Museo de la Santa Inquisición of Lima



Lima, as the capital of the Spanish Kingdom in America, had a great influence on behalf of the Spaniards to be converted into a piece of Europe in the New World.  That is why, while barely founded as a city, they dedicated themselves to import social institutions and put them to their proper functions.
One of these was the Sainted Inquisition, created in Lima by King Phillip II in the year 1569 and lasted until 1820. It was the tribunal in defense of the Catholic faith from the influences of the beliefs of the Incas and in its 200 years it sentenced 1474 people to death.  The most common charge was the crime of Heresy.

Heresy in Peru was seen by the church as an attack on public order and was utilized as arm of domination to subjugate the natives in their weakest area:  religious belief.

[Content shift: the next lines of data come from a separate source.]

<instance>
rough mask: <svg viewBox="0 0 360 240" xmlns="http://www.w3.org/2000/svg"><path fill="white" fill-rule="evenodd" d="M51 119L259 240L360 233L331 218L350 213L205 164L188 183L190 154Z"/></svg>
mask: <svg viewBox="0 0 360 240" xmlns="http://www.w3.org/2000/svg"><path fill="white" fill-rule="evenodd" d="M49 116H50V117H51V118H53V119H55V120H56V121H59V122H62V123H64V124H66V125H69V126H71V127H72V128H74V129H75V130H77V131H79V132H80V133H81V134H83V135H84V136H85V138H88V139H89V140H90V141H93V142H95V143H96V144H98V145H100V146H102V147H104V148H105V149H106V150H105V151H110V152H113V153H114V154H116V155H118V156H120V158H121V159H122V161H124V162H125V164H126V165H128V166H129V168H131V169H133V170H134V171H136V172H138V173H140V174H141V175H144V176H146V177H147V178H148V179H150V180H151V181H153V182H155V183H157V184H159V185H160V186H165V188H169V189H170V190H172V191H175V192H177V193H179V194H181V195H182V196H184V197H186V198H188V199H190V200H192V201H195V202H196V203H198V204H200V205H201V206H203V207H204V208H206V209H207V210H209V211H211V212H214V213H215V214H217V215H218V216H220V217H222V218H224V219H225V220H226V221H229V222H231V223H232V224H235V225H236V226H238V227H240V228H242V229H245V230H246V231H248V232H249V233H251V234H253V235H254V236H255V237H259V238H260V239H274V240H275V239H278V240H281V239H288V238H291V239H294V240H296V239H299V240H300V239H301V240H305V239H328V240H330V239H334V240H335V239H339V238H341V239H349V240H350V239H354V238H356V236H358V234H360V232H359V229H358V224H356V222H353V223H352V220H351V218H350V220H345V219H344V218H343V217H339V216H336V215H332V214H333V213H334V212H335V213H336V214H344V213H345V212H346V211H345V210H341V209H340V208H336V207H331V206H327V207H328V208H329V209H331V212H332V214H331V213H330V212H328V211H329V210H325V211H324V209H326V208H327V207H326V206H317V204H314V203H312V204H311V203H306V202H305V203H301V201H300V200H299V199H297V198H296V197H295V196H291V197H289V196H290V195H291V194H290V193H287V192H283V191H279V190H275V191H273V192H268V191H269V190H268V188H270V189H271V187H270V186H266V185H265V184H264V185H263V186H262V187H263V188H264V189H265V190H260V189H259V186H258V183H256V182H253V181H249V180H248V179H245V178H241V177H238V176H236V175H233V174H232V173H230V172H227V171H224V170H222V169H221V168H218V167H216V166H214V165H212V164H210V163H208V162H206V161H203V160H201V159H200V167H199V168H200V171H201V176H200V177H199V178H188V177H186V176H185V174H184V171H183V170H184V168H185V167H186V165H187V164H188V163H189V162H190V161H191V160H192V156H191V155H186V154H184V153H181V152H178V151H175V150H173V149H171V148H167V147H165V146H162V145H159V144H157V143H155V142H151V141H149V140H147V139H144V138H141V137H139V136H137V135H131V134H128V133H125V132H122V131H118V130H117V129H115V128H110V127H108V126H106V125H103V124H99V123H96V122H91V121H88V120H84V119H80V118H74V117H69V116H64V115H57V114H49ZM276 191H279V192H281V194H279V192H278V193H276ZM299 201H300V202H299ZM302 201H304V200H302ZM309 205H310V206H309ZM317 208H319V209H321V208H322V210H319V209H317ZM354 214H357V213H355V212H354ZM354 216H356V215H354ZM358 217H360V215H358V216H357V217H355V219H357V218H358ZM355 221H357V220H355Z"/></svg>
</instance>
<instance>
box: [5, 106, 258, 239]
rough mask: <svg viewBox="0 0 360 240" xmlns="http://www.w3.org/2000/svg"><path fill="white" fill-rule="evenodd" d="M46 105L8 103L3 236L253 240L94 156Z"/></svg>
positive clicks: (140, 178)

The museum of the Santa Inquisición was created in 1968 and has, as its main function, the broadcast of the cultural history of our viceregal past.  Within it there exists the Room of Audiences, Auto De Fe Processes, Secret Cells and Torture Chambers, where the accused who had fallen into contradiction were tortured or where those who refused to declare themselves were processed.  This procedure was supervised by a priest and a physician, who protected the patient’s life in order to prolong it as much as necessary.



The museum currently receives more than 200 thousand tourists from all over the world due to the social importance that it has in understanding the Peruvian past, which has always been very much tied up to the interests of the Catholic church.

Even though in the last years of the Inquisition, it was used to torture patriots, it still serves to understand the other side of the history of the Spanish conquest.